SpaceX’s IPO filing reveals favorable terms for Elon Musk
In January, SpaceX gave Elon Musk, its founder and CEO, a pay package that ended up totaling 1.3 billion restricted shares. The prize was conditional on the rocket company establishing a colony on Mars with a million inhabitants and launching powerful data centers into space.
Mr Musk has not achieved these goals. Even so, those 1.3 billion shares can vote according to shareholder decisions SpaceX Offering Prospectuswhich was published on Wednesday. In other words, the company is allowing Mr. Musk to vote with shares he has not yet earned.
“I’ve never heard of it,” said Ann Lipton, a law professor at the University of Colorado, Boulder. “Basically, he found a way to penetrate the normal rules of corporate organization.
Restricted stock wasn’t the only unusual corporate governance arrangement SpaceX unveiled as it prepares what could be the largest initial public offering ever. The company that builds the rockets and operates the Starlink satellite Internet service has valued itself at more than $1.25 trillion, and its IPO — due as early as next month — is likely to create a bonanza for Wall Street, Silicon Valley and, of course, Mr. Musk.
Among the atypical arrangements, SpaceX does not plan to have a majority of its board made up of independent directors. It added that it will not use a committee of independent board members to determine executive compensation, as most companies do. And its governing documents say that any shareholder claims under federal securities law must be resolved by arbitration.
All of these moves seem to benefit one person: Mr. Musk.
The measures give him greater control over the company, where he controls 85 percent of shareholder votes, corporate governance experts said. They allow Mr. Musk to put more insiders on SpaceX’s board, choose the people who determine his pay and largely insulate himself from shareholder lawsuits, they said.
The measures are a “moat” that will “permanently cement” him as CEO, said Brian Quinn, a law professor at Boston College who studies corporate governance. He called the January compensation package “insane.”
What SpaceX is doing goes beyond corporate governance structures at Tesla, Mr. Musk’s electric car maker. In September, Tesla awarded him a stock compensation package related to the company’s valuation increase and operational milestones, such as the commercial deployment of one million autonomous taxis. But Mr. Musk cannot vote those shares until he reaches operating goals, according to Tesla’s filing.

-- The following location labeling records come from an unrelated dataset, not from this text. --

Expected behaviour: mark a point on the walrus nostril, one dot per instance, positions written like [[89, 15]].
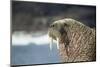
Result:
[[52, 25]]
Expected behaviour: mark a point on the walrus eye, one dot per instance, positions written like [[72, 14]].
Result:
[[65, 24]]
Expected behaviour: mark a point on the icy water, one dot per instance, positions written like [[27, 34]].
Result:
[[28, 51]]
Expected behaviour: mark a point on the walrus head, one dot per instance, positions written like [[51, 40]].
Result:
[[57, 31]]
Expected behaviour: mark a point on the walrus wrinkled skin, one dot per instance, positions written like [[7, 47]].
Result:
[[77, 42]]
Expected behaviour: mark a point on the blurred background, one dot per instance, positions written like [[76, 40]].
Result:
[[30, 22]]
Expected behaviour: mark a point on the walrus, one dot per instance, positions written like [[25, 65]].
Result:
[[76, 42]]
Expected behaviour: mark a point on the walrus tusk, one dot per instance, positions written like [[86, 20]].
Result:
[[57, 43], [51, 42]]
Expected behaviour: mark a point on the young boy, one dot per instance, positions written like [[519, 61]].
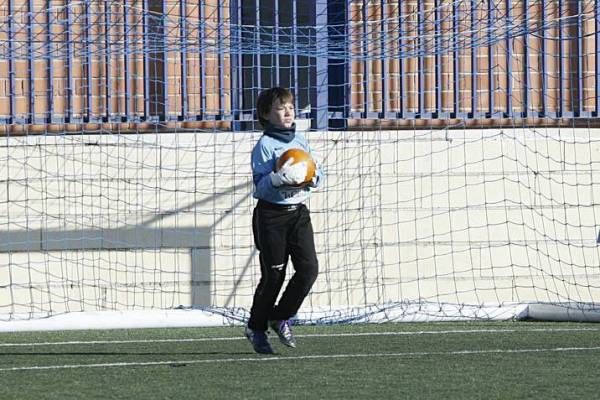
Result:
[[281, 223]]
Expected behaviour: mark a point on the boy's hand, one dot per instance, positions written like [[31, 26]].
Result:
[[290, 174]]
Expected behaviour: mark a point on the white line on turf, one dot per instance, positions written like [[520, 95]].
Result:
[[296, 358], [309, 335]]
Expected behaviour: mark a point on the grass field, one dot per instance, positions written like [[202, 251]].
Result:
[[488, 360]]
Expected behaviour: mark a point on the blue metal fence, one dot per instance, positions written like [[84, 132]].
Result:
[[160, 61]]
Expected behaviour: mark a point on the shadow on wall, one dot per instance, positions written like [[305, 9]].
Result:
[[143, 236]]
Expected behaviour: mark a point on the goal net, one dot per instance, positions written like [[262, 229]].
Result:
[[459, 140]]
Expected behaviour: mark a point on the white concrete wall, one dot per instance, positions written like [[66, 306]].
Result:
[[92, 222]]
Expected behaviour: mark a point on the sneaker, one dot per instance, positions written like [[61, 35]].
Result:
[[259, 341], [283, 329]]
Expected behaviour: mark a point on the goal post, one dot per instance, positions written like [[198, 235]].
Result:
[[460, 160]]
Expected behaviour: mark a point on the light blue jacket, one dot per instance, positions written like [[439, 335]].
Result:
[[264, 156]]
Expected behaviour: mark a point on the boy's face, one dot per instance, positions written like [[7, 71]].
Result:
[[282, 114]]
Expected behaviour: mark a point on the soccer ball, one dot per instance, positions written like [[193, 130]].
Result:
[[298, 155]]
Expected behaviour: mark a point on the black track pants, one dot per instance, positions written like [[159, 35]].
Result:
[[281, 233]]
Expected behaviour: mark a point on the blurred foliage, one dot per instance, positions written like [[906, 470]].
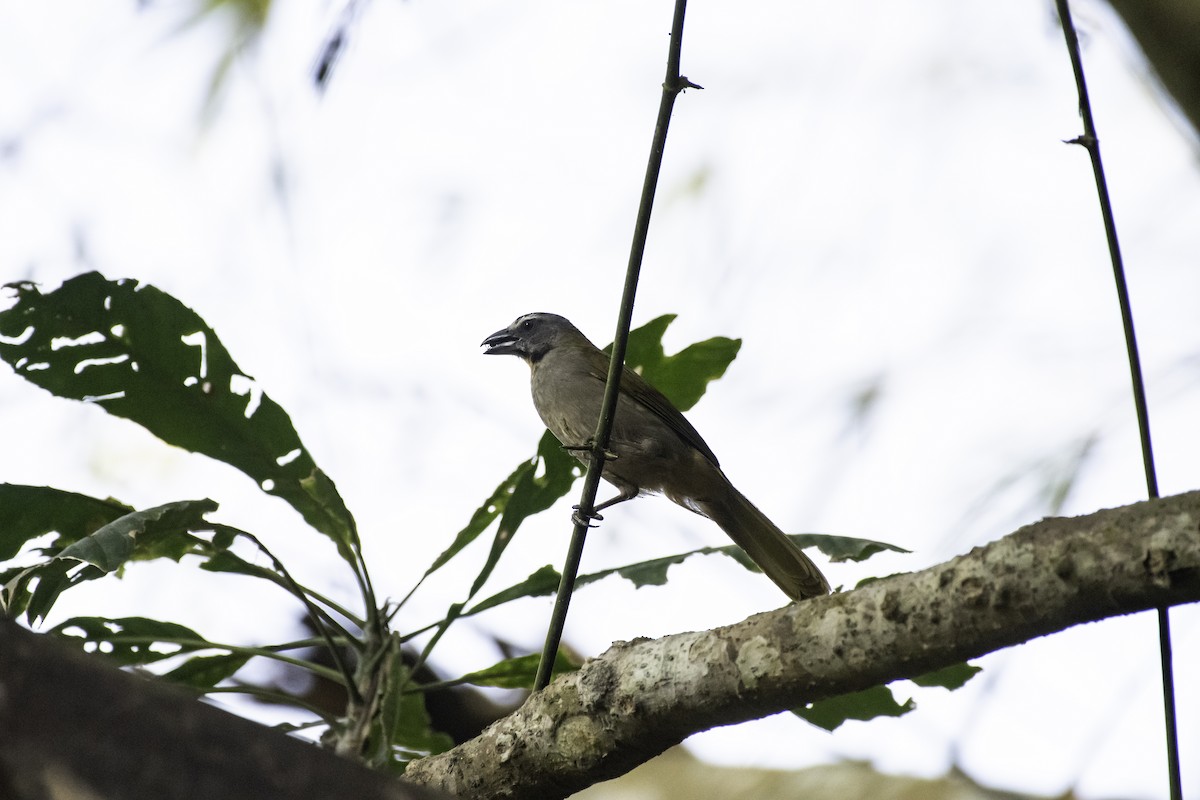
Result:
[[141, 354]]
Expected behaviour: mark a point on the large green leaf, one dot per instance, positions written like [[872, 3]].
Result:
[[141, 354], [30, 511], [684, 376], [161, 531]]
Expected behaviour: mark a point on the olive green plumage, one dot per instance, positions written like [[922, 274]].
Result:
[[657, 447]]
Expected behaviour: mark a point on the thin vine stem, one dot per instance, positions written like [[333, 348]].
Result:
[[672, 85], [1091, 142]]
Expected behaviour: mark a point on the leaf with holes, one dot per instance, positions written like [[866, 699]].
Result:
[[138, 353], [131, 639], [28, 512], [867, 704]]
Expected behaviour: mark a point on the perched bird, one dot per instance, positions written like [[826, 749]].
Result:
[[655, 447]]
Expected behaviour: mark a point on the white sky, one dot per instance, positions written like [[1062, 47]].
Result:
[[869, 192]]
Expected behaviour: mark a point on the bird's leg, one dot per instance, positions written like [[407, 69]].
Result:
[[625, 492], [587, 447]]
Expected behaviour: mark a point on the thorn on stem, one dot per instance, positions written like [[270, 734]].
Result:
[[681, 83]]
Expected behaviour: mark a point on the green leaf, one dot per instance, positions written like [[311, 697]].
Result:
[[131, 639], [867, 704], [485, 515], [205, 672], [516, 673], [683, 377], [141, 354], [155, 533], [952, 678], [539, 584], [845, 548], [30, 511]]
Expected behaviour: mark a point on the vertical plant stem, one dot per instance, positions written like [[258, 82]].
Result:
[[672, 85], [1090, 140]]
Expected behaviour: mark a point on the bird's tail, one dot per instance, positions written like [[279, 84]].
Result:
[[778, 555]]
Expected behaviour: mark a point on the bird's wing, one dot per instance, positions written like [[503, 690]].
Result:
[[643, 394]]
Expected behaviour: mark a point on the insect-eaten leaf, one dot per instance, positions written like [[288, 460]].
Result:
[[131, 639], [28, 512], [953, 677], [143, 355], [683, 377], [867, 704]]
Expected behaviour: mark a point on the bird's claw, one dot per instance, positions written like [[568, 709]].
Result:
[[587, 447], [580, 518]]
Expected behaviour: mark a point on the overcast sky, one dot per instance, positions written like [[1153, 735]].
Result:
[[873, 196]]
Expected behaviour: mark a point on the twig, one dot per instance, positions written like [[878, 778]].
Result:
[[672, 85], [1091, 142]]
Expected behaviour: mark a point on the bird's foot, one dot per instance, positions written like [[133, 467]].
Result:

SpaceX’s regulatory action serves as a warning to those looking to buy its IPO, Mr. Quinn said. “It’s terrible for shareholders,” he said.
Mr Musk, SpaceX and Tesla did not respond to requests for comment.
At Tesla, where Mr. Musk owns less than 30 percent, he has worried about a lack of control and the possibility of being challenged by other shareholders. But SpaceX has different classes of shares, and its power there stems from shares known as “super voting” shares.
Outside investors in SpaceX can buy Class A shares, which carry one vote each. According to the company’s prospectus, Mr. Musk owns more than 5.5 billion Class B shares — “super voting” because they carry 10 votes per share. Overall, he holds about 94 percent of SpaceX’s Class B shares and 85 percent of all votes.
Mr. Musk’s super voting stock stands out. Meta and Google also have super voting shares for their executives. Even so, Mark Zuckerberg, CEO of Meta, controls 61 percent of the votes in his company.
The shares give Mr. Musk the power to make decisions on many company matters himself. “Mr. Musk will have the power to control the outcome of matters requiring stockholder approval, including the election of all of our directors, and to control our business and affairs,” SpaceX’s prospectus said.
SpaceX’s eight board members include Mr. Musk’s friends Luke Nosek, a venture capitalist, and Antonio Gracias, a private equity investor who was previously on Tesla’s board. They did not respond to requests for comment.
A significant portion of Mr. Musk’s voting stock was awarded in his January compensation package. He can take out loans on those shares with the approval of the board he controls, said Mr. Quinn of Boston College, adding that because the billionaire technically didn’t make a profit on the shares, he doesn’t have to pay taxes on the grant.
Some of SpaceX’s management measures have already been reviewed. This month, executives overseeing state and municipal pension funds in New York and California criticized the company’s requirement that shareholder challenges be resolved through mandatory arbitration.
“Mandatory arbitration removes the class-action structure necessary to remedy large-scale damages,” officials overseeing pension funds he wrote in a letter to SpaceX. They added that no major US issuer had ever had such a provision for its IPO
SpaceX’s management structure “frightens me,” said Ms. Lipton of the University of Colorado.